Yesterday, the finance blog Bored with the Noise noticed that there was a lot of activity before the announcement and before trade on the stock was temporarily halted.
Hunting puts with an elephant gun
“Before the Wednesday halt, while the stock was up roughly 5%, there was a flurry of activity in Herbalife Ltd. (NYSE:HLF)’s April options, specifically in near money puts. The trades weren’t subtle either. Somebody was hunting puts with an elephant gun,” says the blog.
To see the difference in activity, he shows the volume of March 55 puts before and after the halt, which is exactly what you would expect immediately after such an announcement – a small, steady jump in activity. This could be bearish investors taking a short position or long Herbalife Ltd. (NYSE:HLF) investors hedging their positions (or both), but it really isn’t surprising.
What is shocking is the spike in volume for April 55 put options (again, the bump in post-announcement activity isn’t a surprise). If there is another explanation for such a well-timed, concentrated series of trades we’d love to hear what it is.

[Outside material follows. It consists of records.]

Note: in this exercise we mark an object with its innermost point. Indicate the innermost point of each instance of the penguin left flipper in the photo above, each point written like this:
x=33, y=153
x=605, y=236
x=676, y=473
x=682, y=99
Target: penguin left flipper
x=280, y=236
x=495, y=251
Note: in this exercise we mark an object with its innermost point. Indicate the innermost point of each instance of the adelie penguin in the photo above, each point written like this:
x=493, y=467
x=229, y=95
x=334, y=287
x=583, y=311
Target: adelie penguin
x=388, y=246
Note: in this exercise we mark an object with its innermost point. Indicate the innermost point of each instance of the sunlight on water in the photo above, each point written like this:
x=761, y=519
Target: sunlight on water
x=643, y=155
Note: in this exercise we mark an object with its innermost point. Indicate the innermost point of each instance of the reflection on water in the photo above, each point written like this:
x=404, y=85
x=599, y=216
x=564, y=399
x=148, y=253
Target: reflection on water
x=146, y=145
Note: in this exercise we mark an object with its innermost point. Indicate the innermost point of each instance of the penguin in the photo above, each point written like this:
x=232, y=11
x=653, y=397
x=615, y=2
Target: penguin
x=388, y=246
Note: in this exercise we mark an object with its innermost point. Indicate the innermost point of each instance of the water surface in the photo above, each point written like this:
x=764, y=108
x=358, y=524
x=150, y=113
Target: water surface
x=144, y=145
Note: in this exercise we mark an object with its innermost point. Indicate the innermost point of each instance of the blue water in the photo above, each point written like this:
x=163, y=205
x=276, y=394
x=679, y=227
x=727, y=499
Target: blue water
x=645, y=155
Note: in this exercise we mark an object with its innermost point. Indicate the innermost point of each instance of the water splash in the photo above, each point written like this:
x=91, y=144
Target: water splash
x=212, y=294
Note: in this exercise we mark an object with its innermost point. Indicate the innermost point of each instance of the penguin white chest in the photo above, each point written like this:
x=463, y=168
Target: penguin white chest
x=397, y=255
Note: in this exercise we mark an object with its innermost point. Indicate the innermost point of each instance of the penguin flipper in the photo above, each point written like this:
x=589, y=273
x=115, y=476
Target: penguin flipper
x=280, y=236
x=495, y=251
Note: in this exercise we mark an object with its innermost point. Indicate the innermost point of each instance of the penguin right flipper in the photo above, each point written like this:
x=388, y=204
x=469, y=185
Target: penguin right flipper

Herbalife: Too many knew about the CID to jump to conclusions
We know that the FTC probe wasn’t a complete secret because Dan McCrum at the Financial Times knew about it and asked the company to confirm, prompting Herbalife Ltd. (NYSE:HLF) to make the announcement when they did. Herbalife critics might jump on this as proof that the company flouts the law, but that doesn’t seem likely. Even those who take a dim view of the company would have to admit that responding to an official probe by engaging in insider trading would be daft. Ruling out McCrum and the rest of the Financial Times also seems pretty safe.
That leaves any number of state attorney generals, congressmen, even particularly well-connected lobbyists who may have known about the CID. Whoever it was, the brazen purchasing of 11,000 put options in Herbalife Ltd. (NYSE:HLF) just before the CID was announced is something that should be investigated.